In contrast to dominant notions of design from the Global North that evolved through industrialisation and modernist thinking, the examples in this book speak to designing that is embodied, relational, temporal, ontological, and entangled deeply with ecologies. This edited volume shares rich and detailed stories from Aotearoa New Zealand, Cambodia, Indonesia, Japan, Malaysia, Myanmar, the Philippines, Samoa, Thailand, Vanuatu and a continent now called Australia, that offer honest and critical reflections from practitioners and scholars on designing social innovation. Contributors explore issues of ethics, politics, and positionality in their work. This book highlights the importance of respecting multiple knowledge streams, worldviews, and practices situated in a place. This then supports a plurality of designing social innovation. In all, this book offers ways to sharpen focus on entangled pluralities as a central condition for designing. It is a contribution of hope and inspiration that are becoming more urgently needed in the volatile uncertainties of this world.
This book will be of interest to scholars working in social innovation, service design, social design, participatory design, design anthropology, and Asian studies.

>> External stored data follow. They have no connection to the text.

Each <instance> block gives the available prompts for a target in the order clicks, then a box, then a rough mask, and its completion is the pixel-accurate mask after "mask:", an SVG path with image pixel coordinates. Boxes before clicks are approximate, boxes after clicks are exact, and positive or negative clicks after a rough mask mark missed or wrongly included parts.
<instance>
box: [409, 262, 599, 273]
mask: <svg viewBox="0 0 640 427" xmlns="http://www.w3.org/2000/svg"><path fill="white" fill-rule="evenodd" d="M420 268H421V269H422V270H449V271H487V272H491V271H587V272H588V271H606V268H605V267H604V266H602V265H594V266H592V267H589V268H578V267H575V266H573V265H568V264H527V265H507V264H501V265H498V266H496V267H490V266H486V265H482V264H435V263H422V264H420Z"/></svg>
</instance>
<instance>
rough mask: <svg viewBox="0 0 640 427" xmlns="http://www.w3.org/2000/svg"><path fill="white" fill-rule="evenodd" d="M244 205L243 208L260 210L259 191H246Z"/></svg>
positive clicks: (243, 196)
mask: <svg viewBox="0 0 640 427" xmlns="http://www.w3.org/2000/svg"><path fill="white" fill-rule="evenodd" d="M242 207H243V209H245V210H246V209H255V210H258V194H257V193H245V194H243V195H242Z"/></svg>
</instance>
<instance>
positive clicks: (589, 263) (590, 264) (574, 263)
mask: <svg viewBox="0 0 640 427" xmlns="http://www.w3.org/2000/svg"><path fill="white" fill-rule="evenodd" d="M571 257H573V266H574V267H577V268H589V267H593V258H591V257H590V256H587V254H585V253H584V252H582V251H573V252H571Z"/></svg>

1. Introduction: Inter-related worldviews of designing social innovation
Yoko Akama and Joyce Yee
Section 1
2. Teu le vā: “Nurture the space in-between” when Designing with Communities
Marion Muliaumaseali’i and Yoko Akama
3. Inter-generational care of ecologies through social learning
Fadzilah Majid Cooke, Joyce Yee and Yoko Akama
4. Place-based Citizen Science as a Heartware approach to build shared values and capacity for watershed management
Zeeda Fatimah Mohamad
5. Rescripting The Absurd in Indonesia
Victoria Gerrard and Prananda Luffiansyah Malasan
Section 2
6. Infrastructuring resilience for sustaining ecosystems: a story from Chikugo, Japan
Yoko Akama et al.
7. Calling on “aunties” and “nieces”: Empowering women in creative sectors in Southeast Asia through designing mentorship
Joyce Yee, Khemmiga Teerapong, and Yoko Akama
8. Dynamics of power & participation: lessons from Cambodia and Thailand
Isaac Lyne and Istvan Rado
9. Relationships matter: the role of family-like bonds and interdependency in designing social innovation practices
Khemmiga Teerapon et al.
Section 3
10. Tikanga-led design: Whānau-led Innovation for System Transformation
Angie Tangaere and Penny Hagen
11. Design tools for the pluriverse: proposals for designing public services
Paula Hardie and Bec Barnett
12. Examining design orientations through Indigenous Filipino strengths perspective
Kristoffer Santos
13. Reflections on the role of participants and practitioners in situating participatory design practices
Klaus Oberbauer and Will Scott-Kemmis
14. Uncovering tracks: Towards conscious, embodied international development practice in the Pacific
Amy Green
15. Learning to see oneself, in community: An inquiry into what makes collaborative design come alive within a community in Myanmar
Rochelle Ardesher
Biography
Yoko Akama is Associate Professor at RMIT University, School of Design, Australia.
Joyce Yee is Professor at Northumbria University, School of Design, United Kingdom.